HR 884: To prohibit individuals who are not citizens of the United States from voting in elections in the District of Columbia and to repeal the Local Resident Voting Rights Amendment Act of 2022.
HR 884 in plain English: This bill would ban non-U.S. citizens from voting in any District of Columbia election and repeal a 2022 DC law that allowed noncitizens meeting certain residency requirements to vote in local DC elections. The DC law, which took effect on February 23, 2023, had permitted noncitizen local voting beyond the existing federal prohibition on noncitizen voting in federal elections.
Stated purpose
This bill aims to prohibit non-U.S. citizens from voting in any District of Columbia election and to repeal the DC law that had allowed noncitizen residents to vote in local DC elections.
Key points
- Prohibits non-U.S. citizens from voting in any DC election, local or federal
- Repeals DC's Local Resident Voting Rights Amendment Act of 2022, which took effect February 23, 2023
- Federal law already bans noncitizens from voting in federal elections; this bill extends that ban to DC local elections
Arguments supporters make
- Voting is a right tied to citizenship, and elections — even local ones — should reflect the will of American citizens, not foreign nationals.

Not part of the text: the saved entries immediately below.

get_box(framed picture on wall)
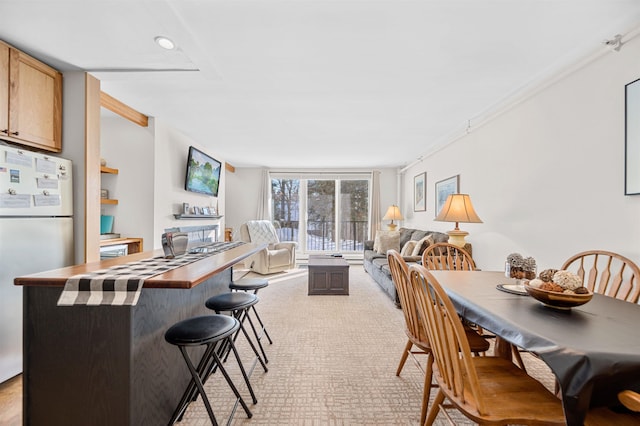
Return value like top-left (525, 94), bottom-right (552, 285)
top-left (414, 172), bottom-right (426, 211)
top-left (435, 175), bottom-right (459, 216)
top-left (626, 77), bottom-right (640, 195)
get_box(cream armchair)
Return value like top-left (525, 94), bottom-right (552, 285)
top-left (240, 220), bottom-right (297, 274)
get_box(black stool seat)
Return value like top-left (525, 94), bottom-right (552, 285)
top-left (206, 292), bottom-right (258, 312)
top-left (229, 278), bottom-right (268, 291)
top-left (165, 315), bottom-right (237, 346)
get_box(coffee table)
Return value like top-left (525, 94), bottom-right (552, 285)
top-left (308, 255), bottom-right (349, 295)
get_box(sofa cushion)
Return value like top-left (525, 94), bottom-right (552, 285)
top-left (374, 230), bottom-right (400, 255)
top-left (372, 257), bottom-right (389, 270)
top-left (411, 235), bottom-right (434, 257)
top-left (400, 240), bottom-right (418, 257)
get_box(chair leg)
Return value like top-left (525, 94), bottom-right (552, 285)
top-left (420, 352), bottom-right (435, 426)
top-left (396, 339), bottom-right (413, 376)
top-left (250, 304), bottom-right (273, 344)
top-left (176, 346), bottom-right (218, 426)
top-left (244, 309), bottom-right (269, 364)
top-left (512, 345), bottom-right (527, 373)
top-left (211, 347), bottom-right (253, 419)
top-left (425, 389), bottom-right (445, 426)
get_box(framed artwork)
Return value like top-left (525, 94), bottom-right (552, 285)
top-left (202, 207), bottom-right (211, 215)
top-left (413, 172), bottom-right (426, 211)
top-left (435, 175), bottom-right (459, 216)
top-left (626, 77), bottom-right (640, 195)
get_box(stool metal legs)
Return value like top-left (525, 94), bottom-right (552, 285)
top-left (169, 337), bottom-right (255, 425)
top-left (223, 307), bottom-right (269, 373)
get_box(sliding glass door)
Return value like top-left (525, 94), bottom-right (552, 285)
top-left (271, 173), bottom-right (369, 254)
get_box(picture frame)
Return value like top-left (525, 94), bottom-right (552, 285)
top-left (192, 206), bottom-right (201, 215)
top-left (625, 77), bottom-right (640, 195)
top-left (413, 172), bottom-right (426, 211)
top-left (435, 175), bottom-right (460, 216)
top-left (202, 206), bottom-right (211, 215)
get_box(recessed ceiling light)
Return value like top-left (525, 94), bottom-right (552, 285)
top-left (154, 36), bottom-right (175, 50)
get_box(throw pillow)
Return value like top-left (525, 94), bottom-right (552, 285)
top-left (400, 240), bottom-right (418, 257)
top-left (375, 230), bottom-right (400, 255)
top-left (411, 235), bottom-right (434, 257)
top-left (374, 230), bottom-right (393, 252)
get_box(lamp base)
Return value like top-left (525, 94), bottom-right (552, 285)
top-left (387, 223), bottom-right (398, 231)
top-left (447, 229), bottom-right (469, 248)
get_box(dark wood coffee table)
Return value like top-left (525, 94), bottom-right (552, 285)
top-left (308, 255), bottom-right (349, 295)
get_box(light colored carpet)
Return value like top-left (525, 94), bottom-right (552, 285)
top-left (180, 266), bottom-right (557, 425)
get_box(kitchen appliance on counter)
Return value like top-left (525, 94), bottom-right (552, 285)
top-left (0, 143), bottom-right (74, 383)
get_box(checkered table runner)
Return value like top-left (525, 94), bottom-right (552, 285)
top-left (57, 251), bottom-right (212, 306)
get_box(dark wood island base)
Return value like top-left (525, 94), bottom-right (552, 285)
top-left (16, 243), bottom-right (264, 426)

- Congress has a constitutional responsibility to oversee DC, and ensuring only citizens vote there aligns DC with the standard that applies in all 50 states.
- Allowing noncitizens to vote, even locally, blurs an important legal and civic distinction between residents and citizens.
Arguments opponents make
- DC residents — including noncitizens — pay local taxes and are directly affected by local laws, so denying them any vote in local matters means taxation without representation.
- DC voters and their locally elected government chose this policy for themselves, and Congress overriding it undermines DC's limited self-governance.
- Many democracies and some U.S. localities allow noncitizen voting in local elections without problems, suggesting it is a reasonable policy choice communities should decide for themselves.
Tradeoffs
Restricting voting to citizens maintains a uniform national standard for who may participate in elections, but it removes from local democratic participation a group of people who live, work, and pay taxes in DC and are directly governed by its local laws.
Current status in Congress: Passed House.